I suoi passi non fecero rumore, come se calpestasse neve fresca.
Poi mi salì a cavalcioni, il peso del suo corpo leggero, appena percettibile sulle mie gambe.
Sentii il calore di lei filtrare attraverso la stoffa sottile dei nostri vestiti, come se una brace avesse preso vita sotto la pelle.
Era un calore che stonava con l’inverno tutto intorno.
Dall’esterno, il rumore di un ramo spezzato ruppe per un attimo la quiete.
Un suono secco, come un colpo d’ascia nel legno. La natura stessa sembrava trattenere il fiato.
Si chinò su di me con lentezza studiata.
Le sue labbra sfiorarono prima la mia fronte, un tocco impalpabile.
Scese fino al mento, e lì, il mio respiro si fece più rapido, più corto, come se l’aria stessa si fosse fatta più densa da inspirare.
Infine, la bocca.
E il bacio non fu come gli altri.
Le sue labbra si aprirono sotto le mie con una lentezza esasperante, e la sua lingua esplorò ogni angolo della mia bocca come se stesse tracciando una mappa invisibile, destinata a restare per sempre.
Un morso lento, quasi affettuoso, al mio labbro inferiore mi fece gemere.
Il dolore si mescolò al piacere in un equilibrio instabile, come un lago ghiacciato pronto a cedere.
Fuori, la neve cadeva più fitta, trasformando ogni suono in ovatta.
Le luci della strada, lontane, si dissolvevano dietro la nebbia bianca.
Sentii il mondo perdere i contorni.
L’aria nella stanza sembrò addensarsi, diventando pesante, vischiosa, come se ci trovassimo immersi in un liquido caldo, in uno spazio tra gli spazi.
I pensieri si fecero sfocati, soffocati da una nebbia interna.
Provai a staccarmi, a cercare un frammento d’aria, ma le sue mani mi afferrarono i capelli con una decisione che non le conoscevo.
Non scappare.
Non lo disse. Non ce n’era bisogno. La sua voce era dentro la mia testa, netta, limpida, come acqua gelida che scivola giù per la schiena.
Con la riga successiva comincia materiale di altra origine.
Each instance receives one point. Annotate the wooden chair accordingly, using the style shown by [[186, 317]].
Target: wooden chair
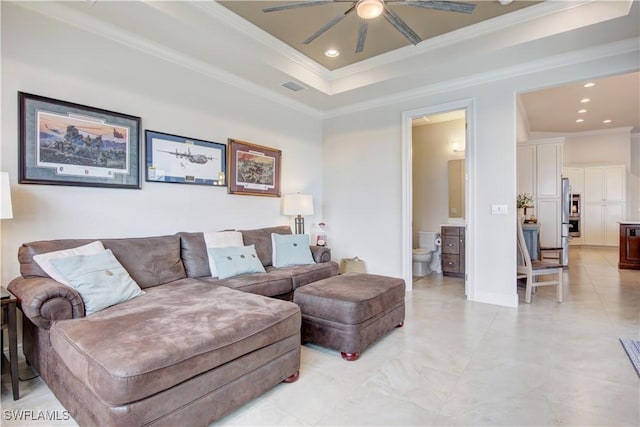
[[532, 269]]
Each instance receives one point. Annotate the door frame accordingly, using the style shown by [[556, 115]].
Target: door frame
[[407, 188]]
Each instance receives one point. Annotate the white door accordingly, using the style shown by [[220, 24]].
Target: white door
[[592, 224], [613, 213], [576, 179], [549, 170], [549, 221], [526, 170], [614, 183], [593, 184]]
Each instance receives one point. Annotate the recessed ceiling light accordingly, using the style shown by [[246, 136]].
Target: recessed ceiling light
[[332, 53]]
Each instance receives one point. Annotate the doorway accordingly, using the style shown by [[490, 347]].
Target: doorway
[[465, 106]]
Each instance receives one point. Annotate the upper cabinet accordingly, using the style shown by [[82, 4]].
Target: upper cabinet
[[549, 170], [605, 183], [539, 166], [539, 173], [576, 178]]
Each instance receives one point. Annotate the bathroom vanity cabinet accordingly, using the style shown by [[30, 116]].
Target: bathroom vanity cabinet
[[453, 250], [629, 245]]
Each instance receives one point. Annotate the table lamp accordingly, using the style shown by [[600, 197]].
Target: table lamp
[[297, 205]]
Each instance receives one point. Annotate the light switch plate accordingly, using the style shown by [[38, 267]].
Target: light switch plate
[[498, 209]]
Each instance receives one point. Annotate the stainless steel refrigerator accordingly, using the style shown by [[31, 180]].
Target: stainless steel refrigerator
[[566, 213]]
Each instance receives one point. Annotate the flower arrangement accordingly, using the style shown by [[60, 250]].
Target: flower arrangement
[[524, 200]]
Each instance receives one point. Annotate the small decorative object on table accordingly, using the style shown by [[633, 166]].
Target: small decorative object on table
[[523, 201]]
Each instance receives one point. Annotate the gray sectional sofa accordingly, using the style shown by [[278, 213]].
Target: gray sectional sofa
[[190, 350]]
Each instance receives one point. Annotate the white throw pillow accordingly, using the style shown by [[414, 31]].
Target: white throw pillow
[[44, 260], [291, 249], [100, 280], [221, 239]]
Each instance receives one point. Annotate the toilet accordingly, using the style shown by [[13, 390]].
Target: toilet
[[423, 255]]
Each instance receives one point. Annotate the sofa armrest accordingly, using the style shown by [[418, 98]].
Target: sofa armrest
[[43, 300], [320, 253]]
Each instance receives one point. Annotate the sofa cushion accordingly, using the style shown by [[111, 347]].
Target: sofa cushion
[[169, 335], [99, 278], [302, 275], [271, 284], [150, 261], [235, 261], [261, 238]]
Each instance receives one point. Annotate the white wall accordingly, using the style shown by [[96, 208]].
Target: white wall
[[432, 150], [363, 174], [44, 57]]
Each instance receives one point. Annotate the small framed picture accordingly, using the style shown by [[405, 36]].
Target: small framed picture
[[63, 143], [178, 159], [253, 169]]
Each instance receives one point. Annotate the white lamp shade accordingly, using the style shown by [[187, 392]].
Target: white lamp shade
[[6, 209], [297, 204]]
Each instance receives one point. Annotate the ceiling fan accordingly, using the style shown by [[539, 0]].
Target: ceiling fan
[[369, 9]]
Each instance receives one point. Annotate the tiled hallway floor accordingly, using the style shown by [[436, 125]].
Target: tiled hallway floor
[[462, 363]]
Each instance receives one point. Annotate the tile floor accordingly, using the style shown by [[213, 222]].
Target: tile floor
[[462, 363]]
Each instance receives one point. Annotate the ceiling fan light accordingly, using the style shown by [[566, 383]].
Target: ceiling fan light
[[369, 9]]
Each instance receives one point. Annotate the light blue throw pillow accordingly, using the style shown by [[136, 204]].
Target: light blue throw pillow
[[236, 260], [291, 249], [100, 279]]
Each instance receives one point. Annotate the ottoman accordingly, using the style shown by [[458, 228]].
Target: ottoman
[[350, 311]]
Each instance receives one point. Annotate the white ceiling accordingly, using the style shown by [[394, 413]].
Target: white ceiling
[[210, 39]]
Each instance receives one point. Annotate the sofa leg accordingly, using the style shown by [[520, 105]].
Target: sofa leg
[[293, 378], [350, 357]]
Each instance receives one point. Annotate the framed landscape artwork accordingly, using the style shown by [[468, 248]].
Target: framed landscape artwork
[[173, 158], [254, 169], [71, 144]]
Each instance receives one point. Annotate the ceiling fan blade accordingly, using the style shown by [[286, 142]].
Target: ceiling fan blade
[[296, 5], [401, 26], [328, 25], [362, 36], [447, 6]]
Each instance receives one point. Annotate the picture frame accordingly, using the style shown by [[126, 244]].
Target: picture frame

Le sue mani scivolarono sotto la mia maglietta. Le dita tracciarono linee di fuoco vivo sulla mia pelle. Toccò ogni costola, ogni vibrazione del mio corpo, come se stesse leggendo una storia che conosceva già.
Quando raggiunse l’elastico dei miei boxer, reagii d’istinto. Le afferrai il polso.
Elita reagì, un suono basso.
Poi mi baciò di nuovo. E ogni resistenza, ogni pensiero, si sciolse come neve toccata dal sole.
Mi spogliò lentamente, con un’attenzione rituale.
Ogni pezzo di stoffa che scivolava via era una piccola resa.
Quando rimasi completamente nudo sotto di lei, Elita si fermò.
Mi guardò come se stesse leggendo qualcosa che solo lei poteva comprendere.
I suoi occhi studiarono ogni centimetro della mia pelle, come se volesse bruciarla solo con lo sguardo.
Poi si abbassò su di me.
L’entrata fu lenta. Ogni millimetro una conquista che portava via qualcosa di me.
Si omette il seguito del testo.